Thursday, April 23, 2009
Chocolatier. ($4.99, version 1.0)
iTunes Link.
This is an incredibly deep time management/simulation game. The goal is simple: To sell chocolate and make tons of money. There's a backstory of restoring to fame a chocolatier family's name, which is always welcomed and may give people the extra push to finish a game.
When you start up, you can begin or continue the story mode, go into the Free Play Mode (must have a story mode game started before being able to go into Free Play mode), change options around, get help, view high scores, or change player. When you go to change player, you can add another player, change the player's name, or delete a player profile. You can have up to three players at a time. High scores have the player's name and rank, how much money they have made, and in how long they have made it. It includes boards for free play and story mode, and story mode also breaks earnings down into how much per week. Deleted players stay in the scoreboards.
Help includes 10 very detailed illustrated pages on how the game works. Options include sound effects volume, ambient sound volume, music volume, a mute audio option, and game credits.
When you first start story mode, you get the backstory and also get walked through the game as you encounter for the first time each of the game's pieces.
The music is upbeat and pleasant. There's tapping noises as you select items in the screen. There's some little machine noises as you make the chocolate. Sound effects are minimal but serve the game well and blend into the background.
Think it's easy selling chocolate? Think again! There are many steps to selling chocolate, and you will go through all of them in this game.
You need a factory. Thankfully you are given one at the beginning of the game and you can buy bigger and better ones around the world as you make money.
You need a recipe. You start with a basic milk chocolate recipe and buy more as you go through the game. In Free Play mode you have access to all recipes right off the bat.
You need ingredients. Cacao beans, milk products, an assortment of nuts, mint leaves, and so on. You have to buy them. You can go anywhere in the world to buy them and scope out the different markets.
Something might be cheaper in New York than where you are in San Francisco but you'll spend money to travel back and forth, especially if your factory is in San Francisco. You have to weigh the cheaper ingredients cost with travel cost, and if you find a killer deal make sure to buy a lot of that item, as items don't go bad! Also make sure you don't run out of ingredients halfway through making chocolates.
You need to assemble the ingredients together to make the chocolate. This is the part of the game that surprised me the most. I wasn't interested in Chocolatier at first. There were two main reasons. The first is that I already had a lot of time management games and wasn't sure I wanted another one. The second is that the screenshots don't really convey how much fun this game really is. And this point is illustrated best in making chocolates.
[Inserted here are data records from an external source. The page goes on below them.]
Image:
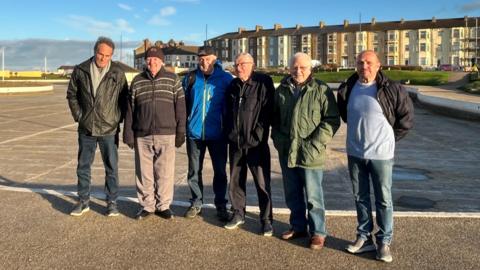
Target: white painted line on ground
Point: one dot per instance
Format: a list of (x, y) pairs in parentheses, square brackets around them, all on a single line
[(251, 209), (36, 134), (49, 171)]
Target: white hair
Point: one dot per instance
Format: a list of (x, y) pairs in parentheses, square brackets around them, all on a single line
[(301, 55), (249, 56)]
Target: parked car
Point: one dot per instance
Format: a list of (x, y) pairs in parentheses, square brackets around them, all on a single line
[(449, 67)]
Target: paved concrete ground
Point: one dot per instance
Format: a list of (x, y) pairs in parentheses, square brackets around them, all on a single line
[(436, 172)]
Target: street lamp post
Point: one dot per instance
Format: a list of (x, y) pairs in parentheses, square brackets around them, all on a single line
[(3, 63)]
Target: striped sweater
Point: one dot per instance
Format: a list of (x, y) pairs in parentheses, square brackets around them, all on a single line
[(156, 106)]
There's a kind of game where you rotate wheels to make balls fall into other wheels and once you fill the wheel with like-colored balls, they disappear. The factory screen reminded me of that, and since I don't like those games, I didn't think I'd like this one either. I couldn't have been more wrong about making chocolates. It is my favorite part of the game now.
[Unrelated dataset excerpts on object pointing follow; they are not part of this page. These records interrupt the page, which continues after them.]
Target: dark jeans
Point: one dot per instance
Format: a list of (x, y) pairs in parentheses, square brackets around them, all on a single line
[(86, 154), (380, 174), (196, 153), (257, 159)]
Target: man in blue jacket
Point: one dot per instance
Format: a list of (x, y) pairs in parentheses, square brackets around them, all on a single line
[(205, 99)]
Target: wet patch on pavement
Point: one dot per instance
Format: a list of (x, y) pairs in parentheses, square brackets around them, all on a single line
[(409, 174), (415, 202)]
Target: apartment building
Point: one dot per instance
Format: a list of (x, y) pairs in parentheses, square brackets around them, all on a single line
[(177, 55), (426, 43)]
You shoot different ingredients into the wheels and once you put one of each ingredient into the wheel and the wheel reaches the right side of the screen, it gets made into chocolate. Make sure to aim right or you'll throw away your ingredients! The wheel starts spinning slowly and then gains momentum. Once you run out of ingredients you set the pace for that factory and it churns out chocolate at the rate you set.
If you are ever at a loss as to what to do next, there's a screen that shows you what you have done and what you currently have to do. You can also haggle at the marketplaces to get cheaper prices. But a word of caution: Haggle too often or too aggressively and the sellers will get mad at you and that can never end well.
It would be beyond awesome if a mini-games section was added and you could go right into making chocolate with infinite ingredients. Another mini-game could be making money by buying and selling ingredients, or factories.
After you make the chocolate, you now have to travel around and find people to buy it from you at the highest cost possible. The more you sell quality product the more money you make and the more reputation you gain.
All of these aspects add up to an incredible time management/strategy game that's a lot of fun to play. Highly recommended. Other than the suggestion for mini-games there's really not a whole lot to say in the way of recommendations because the game is loaded with features as it is.
The Good: Tons of game modes add up to a very deep and fulfilling experience.
The Bad: Can't go straight into just making chocolates.
The Ugly: No ugly here.
Bottom Line: Highly recommended for fans of time management games. It's a bit pricey at $5. Will you get $5 worth out of it? Yes! It won't be $5 wasted.